The motivation behind consanguinity is usually to keep bonds, wealth, and property within a family. For this reason, there is a long list of cousin marriages among famous people (e.g., Albert Einstein, Charles Darwin, and others), and in royal families all over the world. Although endogamy has become the general norm in India, and consanguinity is practiced in some parts of the subcontinent, most ethnic groups—including the Jats—carry a blend of genetic components from different populations in the past.

Languages and Genetic Diversity

There are several thousand ethnic and tribal groups in the Indian subcontinent (Papiha, 1996; Xing et al., 2010). Members of these communities share common self-identities that are based on languages, customs, cuisines, and at least six major religions. There are 22 official languages and many dialects in the country (Annamalai, 2006). At least eight different languages—Balochi, Haryanvi, Hindi, Punjabi, Rajasthani, Saraiki, Sindhi, and Urdu—are spoken in the Jat communities, which demonstrates their genetic diversity.

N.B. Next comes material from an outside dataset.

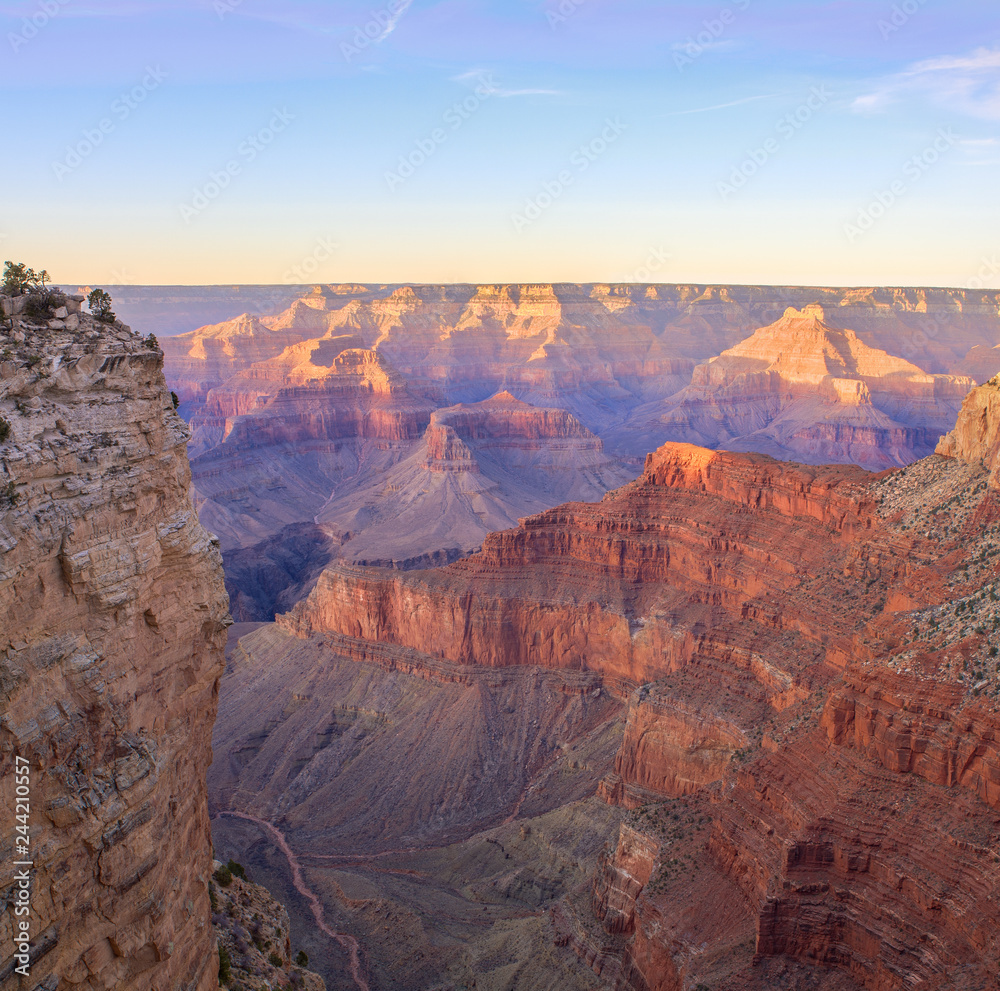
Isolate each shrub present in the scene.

The Aryan-Scythian Conundrum

The estimated population of the Indian subcontinent in 10,000 BCE was about 100,000 people, and stayed at this level until about 5,000 BCE, by when agriculture had spread in the Indus Valley (McEvedy and Jones, 1978). Since then the population has grown exponentially, with about 1.7 billion people in the Indian subcontinent now. Among the several thousand ethnic and tribal groups in the subcontinent, there are no existing population groups known as Indo-Aryan or Indo-Scythian. These appear to be labels that have been loosely applied to people who arrived in north India in a series of waves over a long period in the distant past.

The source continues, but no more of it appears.